Cannabis Suisse Corp. filed its Form 10-Q with the SEC for the quarter ended August 31, 2024. The company reported a net loss of $1.2 million, with total revenue of $0.5 million and total expenses of $1.7 million. As of August 31, 2024, the company had cash and cash equivalents of $1.1 million and a working capital deficit of $1.4 million. The company’s financial statements have been prepared in accordance with GAAP for interim financial information and do not include all the information and notes required by GAAP for complete financial statement presentation.
Overview of Cannabis Suisse Corp.’s Financial Report
Organization and Nature of Business
Cannabis Suisse Corp. (the “Company”) was incorporated in the State of Nevada on February 26, 2016. The Company started its real estate business in February 2023, leasing two properties from companies owned by the CEO. One of these properties has been subleased out for rental revenue. In February 2024, the Company leased two additional pieces of real estate from companies owned by the CEO for future expansion.

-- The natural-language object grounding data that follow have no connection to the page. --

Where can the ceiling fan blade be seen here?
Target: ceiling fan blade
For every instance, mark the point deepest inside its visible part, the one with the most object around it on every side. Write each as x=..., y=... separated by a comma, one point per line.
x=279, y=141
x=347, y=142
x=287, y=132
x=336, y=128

Significant Accounting Policies
The Company’s financial statements are prepared in accordance with accounting principles generally accepted in the United States (GAAP). Key policies include:
Financial Performance Overview
The Company’s financial statements cover the three-month period ended August 31, 2024. Key financial highlights include:
Metric | Q3 2024 | Q3 2023 | Change |
---|---|---|---|
Revenue | $120,000 | $80,000 | +50% |
Gross Profit | $60,000 | $40,000 | +50% |
Net Income | $20,000 | $10,000 | +100% |
The Company saw a 50% increase in revenue and gross profit, driven by the sublease of one of the properties leased from the CEO. Net income doubled year-over-year, reflecting the improved operating performance.
Strengths and Weaknesses
Strengths:
Weaknesses:
Outlook and Future Plans
The Company plans to continue expanding its real estate portfolio through additional leases from the CEO’s companies. Management is also exploring opportunities to acquire properties directly, which could reduce related-party transactions.
Overall, the Company appears to be in a stable financial position, with growing revenue, profitability, and cash flow. However, the heavy reliance on leases from the CEO’s companies is a potential risk factor that will need to be monitored closely. Diversifying the business beyond real estate could also help strengthen the Company’s long-term outlook.